Strengths and limitations

This study incorporated the most contemporary metadata available, and employed only a RE model to generate the reported pooled estimates accounting for the statistical heterogeneity seen in the outcomes. By applying meta-regression techniques, we were able to identify these biases within the literature regarding overall survival from index shunt surgery, and still demonstrate a medial expected survival within the third postoperative month.

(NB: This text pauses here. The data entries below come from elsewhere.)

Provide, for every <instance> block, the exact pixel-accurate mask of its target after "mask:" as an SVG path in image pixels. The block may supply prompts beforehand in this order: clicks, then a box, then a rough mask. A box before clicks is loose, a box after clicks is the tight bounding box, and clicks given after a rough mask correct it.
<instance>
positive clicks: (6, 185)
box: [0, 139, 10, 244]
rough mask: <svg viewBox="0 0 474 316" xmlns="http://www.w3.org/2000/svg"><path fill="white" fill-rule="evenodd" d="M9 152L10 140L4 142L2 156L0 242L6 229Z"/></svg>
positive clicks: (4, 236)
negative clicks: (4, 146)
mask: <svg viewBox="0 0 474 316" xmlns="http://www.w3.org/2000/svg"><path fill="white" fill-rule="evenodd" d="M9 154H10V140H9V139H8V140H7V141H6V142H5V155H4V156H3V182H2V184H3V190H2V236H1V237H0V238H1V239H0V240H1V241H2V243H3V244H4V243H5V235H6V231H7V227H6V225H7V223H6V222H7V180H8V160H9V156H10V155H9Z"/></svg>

There are limitations to our study. The first is given the lack of consensual indications for CSF diversion between studies and practice, it is likely that not all patients treated within one cohort would have satisfied criteria for treatment of the others. Similarly, the selection and use of VPS versus LPS was study dependent. Further, it is unclear if any utilized antibiotic-impregnated catheters in this setting which may impacted these revision and infection results further [32]. This clinical heterogeneity limits the generalizability of our results, summarized by the significant P-heterogeneity seen in our pooled outcomes. The second limitation is that the absence of individual patient-level data, the provided cohort-level data precludes more granular analyses. For example, the nature of LMD, not all patients were treated with CSF diversion at the same time of their disease course. As such, the optimal timing for diversion cannot be determined based on our study. Another example is if particular hydrocephalus presentations, such as symptoms compatible with more niche diagnoses such as normal pressure hydrocephalus, respond better to CSF diversion than others. More individual patient-level data is needed. Finally, the indications for CSF diversion, as well as patient and family preferences, cannot be affirmed retrospectively in the included studies. Quality of life metrics in the future will be needed to quantitate the utility of CSF diversion in the setting of this dismal diagnosis.

Conclusion

CSF diversion by means of either VPS or LPS confers the majority of LMD patients symptomatic relief when presenting with symptoms of hydrocephalus. There is a low incidence of shunt revision, and survival at this stage is typically within months after the index shunt surgery. We showed that based on the current metadata, CSF diversion choice by either VPS or LPS does not significantly impact prognosis of LMD. The utility of this from a palliative medicine perspective is not well understood. Understanding more about how improved comfort measures can benefit patients, families and clinical teams will be better inform the appropriate indications and expectations for CSF diversion in the future.